Medical records can establish actual knowledge of the essential facts constituting a claim where they "evince that the medical staff, by its acts or omissions, inflicted an[ ] injury on plaintiff" ( Wally G. v. New York City Health & Hosps. Corp. [Metro. Hosp.], 27 N.Y.3d 672, 677, 37 N.Y.S.3d 30, 57 N.E.3d 1067 [internal quotation marks omitted]; see Ahmed v. New York City Health & Hosps. Corp., 204 A.D.3d 870, 871–872, 167 N.Y.S.3d 132 ). "While expert opinion may be helpful to this showing, it is not required where ‘the basic facts underlying the malpractice claims [can] be gleaned from the ... medical records’ " ( Ahmed v. New York City Health & Hosps. Corp., 204 A.D.3d at 872, 167 N.Y.S.3d 132, quoting Matter of Rojas v. New York City Health & Hosps. Corp., 127 A.D.3d 870, 873, 6 N.Y.S.3d 294 ). Here, NHCC acquired actual knowledge of the essential facts constituting the petitioners’ claim, since its employees participated in the acts or omissions giving rise to the claim and prepared medical records from which it could be readily inferred that NHCC negligently failed to timely diagnose and treat the injured petitioner's nerve injury (see Rodriguez v. Westchester Med. Ctr. [WMC], 196 A.D.3d 659, 660, 152 N.Y.S.3d 456 ; Matter of Khan v. New York City Health & Hosps. Corp., 135 A.D.3d 940, 942, 24 N.Y.S.3d 163 ).
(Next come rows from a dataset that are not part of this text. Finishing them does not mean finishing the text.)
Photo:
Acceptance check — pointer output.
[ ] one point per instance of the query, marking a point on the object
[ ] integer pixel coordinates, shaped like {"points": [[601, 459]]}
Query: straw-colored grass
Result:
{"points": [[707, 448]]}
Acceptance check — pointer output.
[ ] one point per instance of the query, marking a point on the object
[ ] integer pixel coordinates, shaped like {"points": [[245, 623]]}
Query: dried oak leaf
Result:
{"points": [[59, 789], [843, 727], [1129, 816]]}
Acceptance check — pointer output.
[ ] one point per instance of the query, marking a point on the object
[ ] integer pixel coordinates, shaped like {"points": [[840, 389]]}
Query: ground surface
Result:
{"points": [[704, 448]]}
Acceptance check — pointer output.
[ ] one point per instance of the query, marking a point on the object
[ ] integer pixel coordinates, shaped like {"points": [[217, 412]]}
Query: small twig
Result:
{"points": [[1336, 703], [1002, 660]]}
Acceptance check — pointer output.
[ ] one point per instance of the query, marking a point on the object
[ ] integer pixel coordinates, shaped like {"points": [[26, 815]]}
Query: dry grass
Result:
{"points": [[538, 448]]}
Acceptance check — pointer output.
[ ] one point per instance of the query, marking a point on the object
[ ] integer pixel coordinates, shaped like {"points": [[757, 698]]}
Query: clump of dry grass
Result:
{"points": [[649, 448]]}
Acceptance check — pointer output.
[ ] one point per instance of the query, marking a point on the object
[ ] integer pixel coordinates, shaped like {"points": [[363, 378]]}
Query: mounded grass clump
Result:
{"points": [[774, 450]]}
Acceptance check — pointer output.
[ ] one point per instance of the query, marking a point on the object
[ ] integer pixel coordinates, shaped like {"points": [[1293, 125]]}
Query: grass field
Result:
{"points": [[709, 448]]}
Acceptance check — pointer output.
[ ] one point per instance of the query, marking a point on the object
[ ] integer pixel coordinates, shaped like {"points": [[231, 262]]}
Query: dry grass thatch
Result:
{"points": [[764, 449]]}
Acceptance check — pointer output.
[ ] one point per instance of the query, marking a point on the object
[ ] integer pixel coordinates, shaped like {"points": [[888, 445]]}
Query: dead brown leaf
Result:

Further, under the circumstances of this case, the petitioners demonstrated a reasonable excuse for the delay in serving a notice of claim based upon, inter alia, the injured petitioner not learning of the nerve injury until his surgery on March 11, 2021, followed by his recovery time from the surgery and inability to consult with an attorney until after he was fully vaccinated for COVID–19 due to preexisting health conditions (see Matter of Leon v. New York City Health & Hosps. Corp., 163 A.D.3d 670, 672, 81 N.Y.S.3d 140 ; Matter of Pazienza v. Westchester County Health Care Corp., 142 A.D.3d 669, 670, 36 N.Y.S.3d 823 ).
Moreover, the petitioners presented a "plausible argument" that NHCC could conduct an adequate investigation of the claim despite the delay, and thus, NHCC would not be substantially prejudiced by the late notice of claim ( Matter of Newcomb v. Middle Country Cent. Sch. Dist., 28 N.Y.3d 455, 466, 45 N.Y.S.3d 895, 68 N.E.3d 714 ; see Matter of Rios v. County of Nassau, 212 A.D.3d 631, 181 N.Y.S.3d 608 ). In response, NHCC failed to set forth a "particularized evidentiary showing" that it will be substantially prejudiced ( Matter of Newcomb v. Middle Country Cent. Sch. Dist., 28 N.Y.3d at 467, 45 N.Y.S.3d 895, 68 N.E.3d 714 ; see Matter of Joseph v. City of New York, 208 A.D.3d 1324, 1326–1327, 176 N.Y.S.3d 69 ).
Accordingly, the Supreme Court should have granted the petition for leave to serve a late notice of claim.
IANNACCI, J.P., RIVERA, WOOTEN and VOUTSINAS, JJ., concur.